“The use of BMI has long been criticized as fundamentally flawed because it does not distinguish fat mass from lean mass. Despite this limitation, one nationally representative analysis found that BMI is strongly correlated (Pearson correlation coefficient of approximately 0.9) with fat mass adjusted for height as measured by dual x-ray absorptiometry (DXA), which is considered a gold standard. Moreover, BMI is strongly associated with indicators of cardiovascular risk, such as blood pressure and blood lipid levels, and is similar to DXA as a predictor of these risk factors and metabolic syndrome. The correlation between BMI and fat mass measured by DXA is nearly identical among non-Hispanic Black, White, and Hispanic groups. Moreover, correlations between BMI and cardiovascular risk indicators were similar among groups stratified by self-identified race and ethnicity. Among healthy persons who do not smoke, the relation between BMI and mortality is nearly identical among Black persons, White persons, and Asian Americans, based on pooled data from prospective cohort studies. In all groups, the lowest mortality was observed below a BMI of 25 kg/m2.
Although associations expressed as correlations or relative risks are similar across groups defined by race and ethnicity, the absolute risks for diabetes and cardiometabolic disease at a specific BMI are higher for some Asian Americans and other populations, which should be considered in screening or risk prediction. Some concerns about BMI are due to the cut points used to define overweight and obesity. This is inevitable because the underlying relationships, such as with risk for diabetes or coronary heart disease, are continuous and approximately linear and do not represent thresholds of risk. Similar limitations are found with other adiposity measures, as outlined in a previous review, and would exist even with a perfect measure of adiposity; cut points for clinical practice should differ depending on the decision being made (for example, simple counseling versus bariatric surgery).
In clinical practice, BMI can serve as a valuable method to screen for adiposity owing to its robust correlation with DXA, ease of measurement, and low cost. Waist circumference can provide additional information about visceral fat and disease risk, especially in the midrange of BMIs and at older ages, when loss of lean mass makes BMI less informative. However, waist circumference is more difficult to standardize and suffers from the same limitations as BMI when cut points are used. For example, the cut points of 88 cm (35 in) and 102 cm (40 in) for U.S. and Canadian women and men, which are based on clinical guideline recommendations, would allow substantial increases in risk for disease and mortality before these suggested thresholds are reached. The most simple and sensitive variable by which to monitor adiposity is change in weight since early adulthood (which can easily be obtained from the patient’s history) and over time; this takes into account a person’s own lean mass, and even small increases are associated with risks for chronic disease. Importantly, this can identify the need to make adjustments in diet or activity patterns well before arbitrary thresholds are exceeded or complications of adiposity develop. As also suggested by the AMA [American Medical Association] for a more accurate evaluation of obesity-related risks, BMI should be used in conjunction with other assessments; waist circumference and weight change since early adulthood can be readily used for this purpose. Waiting for complications such as hypertension, dyslipidemia, or diabetes to manifest is undesirable because some damage may be irreversible, and weight loss is challenging. Although DXA is considered a gold standard for assessment of body fat, its high cost and intrusive nature render it impractical for routine clinical use, especially in underprivileged clinics or communities with pervasive medical skepticism. [..]

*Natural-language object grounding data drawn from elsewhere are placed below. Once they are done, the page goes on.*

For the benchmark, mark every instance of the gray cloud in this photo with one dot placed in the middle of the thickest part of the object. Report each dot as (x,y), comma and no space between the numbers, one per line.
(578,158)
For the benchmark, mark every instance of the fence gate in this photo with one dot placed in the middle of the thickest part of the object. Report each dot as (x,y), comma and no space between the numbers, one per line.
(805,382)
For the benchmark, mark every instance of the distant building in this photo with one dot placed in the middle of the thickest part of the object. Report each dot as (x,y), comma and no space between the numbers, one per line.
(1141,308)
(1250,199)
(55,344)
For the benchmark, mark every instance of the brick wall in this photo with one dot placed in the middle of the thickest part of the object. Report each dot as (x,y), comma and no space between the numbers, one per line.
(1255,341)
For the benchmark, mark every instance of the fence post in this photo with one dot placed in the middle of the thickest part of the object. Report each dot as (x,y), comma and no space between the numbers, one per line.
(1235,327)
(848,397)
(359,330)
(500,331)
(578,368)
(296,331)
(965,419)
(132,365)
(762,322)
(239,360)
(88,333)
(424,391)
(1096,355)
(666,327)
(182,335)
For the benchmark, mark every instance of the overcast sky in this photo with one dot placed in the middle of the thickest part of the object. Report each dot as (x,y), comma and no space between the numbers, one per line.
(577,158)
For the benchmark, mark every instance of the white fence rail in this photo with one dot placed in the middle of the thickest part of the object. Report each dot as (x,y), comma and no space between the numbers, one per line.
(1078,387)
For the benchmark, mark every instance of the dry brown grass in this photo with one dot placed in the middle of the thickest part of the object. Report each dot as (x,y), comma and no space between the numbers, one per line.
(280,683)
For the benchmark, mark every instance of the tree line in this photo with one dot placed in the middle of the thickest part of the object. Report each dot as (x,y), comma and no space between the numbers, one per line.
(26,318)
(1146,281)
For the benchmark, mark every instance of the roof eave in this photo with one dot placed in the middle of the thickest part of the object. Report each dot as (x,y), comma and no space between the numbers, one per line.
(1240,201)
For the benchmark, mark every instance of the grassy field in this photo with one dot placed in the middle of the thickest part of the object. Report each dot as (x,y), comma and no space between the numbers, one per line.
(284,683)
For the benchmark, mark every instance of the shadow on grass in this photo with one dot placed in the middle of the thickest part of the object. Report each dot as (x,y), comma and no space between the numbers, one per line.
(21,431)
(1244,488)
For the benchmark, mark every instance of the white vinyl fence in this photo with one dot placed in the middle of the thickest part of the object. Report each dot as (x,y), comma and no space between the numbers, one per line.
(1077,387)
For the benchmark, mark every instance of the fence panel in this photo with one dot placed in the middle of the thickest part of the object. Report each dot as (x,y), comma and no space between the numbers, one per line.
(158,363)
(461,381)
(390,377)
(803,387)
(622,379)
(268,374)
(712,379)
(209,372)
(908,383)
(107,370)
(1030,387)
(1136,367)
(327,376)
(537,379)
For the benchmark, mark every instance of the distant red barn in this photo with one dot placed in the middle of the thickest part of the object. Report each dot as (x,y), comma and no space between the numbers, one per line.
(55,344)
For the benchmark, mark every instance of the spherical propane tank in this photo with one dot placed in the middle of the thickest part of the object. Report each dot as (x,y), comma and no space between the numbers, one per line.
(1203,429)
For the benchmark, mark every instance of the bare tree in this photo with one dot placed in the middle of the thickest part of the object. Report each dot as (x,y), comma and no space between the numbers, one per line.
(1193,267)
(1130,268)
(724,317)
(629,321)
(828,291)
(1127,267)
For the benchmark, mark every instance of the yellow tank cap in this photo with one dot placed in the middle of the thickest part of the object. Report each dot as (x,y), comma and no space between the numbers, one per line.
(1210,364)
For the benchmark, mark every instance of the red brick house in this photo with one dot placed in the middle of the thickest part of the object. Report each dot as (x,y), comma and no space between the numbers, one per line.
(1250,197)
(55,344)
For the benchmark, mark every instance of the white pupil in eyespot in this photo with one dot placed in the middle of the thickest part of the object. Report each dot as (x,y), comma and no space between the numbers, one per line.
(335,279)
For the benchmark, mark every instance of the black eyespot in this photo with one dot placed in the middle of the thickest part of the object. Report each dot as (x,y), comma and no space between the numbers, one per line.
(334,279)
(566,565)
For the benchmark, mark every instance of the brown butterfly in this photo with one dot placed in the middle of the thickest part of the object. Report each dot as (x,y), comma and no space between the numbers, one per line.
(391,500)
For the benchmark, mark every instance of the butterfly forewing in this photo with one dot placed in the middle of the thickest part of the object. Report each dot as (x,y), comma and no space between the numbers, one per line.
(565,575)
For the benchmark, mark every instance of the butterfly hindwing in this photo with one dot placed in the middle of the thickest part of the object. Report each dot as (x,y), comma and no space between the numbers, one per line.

In addition to being a strong predictor of health outcomes, BMI provides a metric by which to comprehend and quantify the ramifications of structural racism and discrimination for population health over the lifespan because data are available across populations and time. Thus, BMI emerges as a modifiable risk factor for existing disparities, enabling researchers to gain deeper insights into the influence of systemic factors—including inequities in resource allocation, educational access, housing security, dietary options, and health care quality—on health outcomes and to develop efficacious interventions to mitigate health disparities. By monitoring interventions and tackling the fundamental origins of structural racism through the lens of BMI data, researchers can identify practices and policies that have a positive and enduring effect.”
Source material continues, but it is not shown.